Landscape Libellus

     Here twelve photographs of the same location are presented.  Each photograph was created in the golden hour of dusk from the same vantage point at the ruins of Sutro Baths.  Care was taken to create a sense of the untouched remote allowing for an illusion the ideal.
    Standing in line to photograph created a distinct a sense of unease in me.  Before me often stood a fellow out for a fun who had come to the spot to make a snapshot of the evening light.  With the rise of digital photography with automatic modes both on and off camera the frequency of getting tolerable images has increased. This blurs the already difficult line of where art begins in photography. Often enough when you attend shows of landscape work you hear the dreaded derision: "I can shoot something like this if I wanted.”  As a result, the ubiquity of the camera threatens me emotionally.  It is not their presence that bothers me, but the threat that their presence poses to my identity as an artist.  Anyone can be a photographer.
    As a landscape photographer, though at times it may not be apparent to all, I have a point of view that I am seeking to portray.  Western expansion, manifest destiny, and pioneerism all were challenges presented by the places to those passing through them. They existed and to a certain extent still exist as the testing ground for aspects of the American Spirit.  In my own unceasing restlessness with the mundane and the destruction of what it means to be masculine in our culture I seek to rediscover the landscape that defined a previous generation.
    This landscape must be an ideal in both time and place.  This is not to say that delightful cumulus clouds lit into colorful brilliance by the setting sun is required, but rather often the opposite.  A sunset is often just a moment of aesthetic beauty while a storm is a moment of challenge.  The unmarred landscape represents the challenge of the frontier and calls out to the restless.  A broken hill or mountain rising up through the frame is the unknown calling to the viewer to walk into the image and strive onward.  The unconquered mountains and the unknown frontier were to the west for Americans and consequently most of my imagery faces west. Moving west feels as though you are going somewhere new instead of returning back to where you came from.  Similarly north in the fiction is often untamed and unexplored.  These directions represent challenges; the north as a testing ground with harsh winters and the west as measure of determination to reach a promised land.

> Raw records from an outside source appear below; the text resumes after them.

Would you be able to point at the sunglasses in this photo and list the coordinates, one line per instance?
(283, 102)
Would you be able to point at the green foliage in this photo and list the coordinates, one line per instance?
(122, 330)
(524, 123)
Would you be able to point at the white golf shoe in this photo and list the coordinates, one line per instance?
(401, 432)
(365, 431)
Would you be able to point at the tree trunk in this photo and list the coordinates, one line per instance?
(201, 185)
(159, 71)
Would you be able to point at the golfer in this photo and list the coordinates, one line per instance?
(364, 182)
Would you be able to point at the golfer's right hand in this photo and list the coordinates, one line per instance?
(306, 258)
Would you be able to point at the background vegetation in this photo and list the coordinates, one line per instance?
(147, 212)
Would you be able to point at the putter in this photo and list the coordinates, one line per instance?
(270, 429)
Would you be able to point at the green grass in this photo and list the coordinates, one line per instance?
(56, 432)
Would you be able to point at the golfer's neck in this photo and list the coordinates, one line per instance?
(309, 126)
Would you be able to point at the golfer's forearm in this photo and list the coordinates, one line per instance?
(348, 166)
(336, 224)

    Because the desire for the ideal demands unseen and unused natural beauty I am further bothered by the ubiquity of the camera.  Each photograph captures and tames the land a little more.  The scene becomes less esoteric.  No matter how determined you are and how much the scene is changed by a moment this is true.  Landscape photography is becoming dangerously repetitious.  This more than apathy from the art community and the passive unknowing attack of the snap shooter is greatest challenge facing landscape photographers.  As the talented, or at least the competent, of us increase in number, it becomes harder for us to differentiate from one another.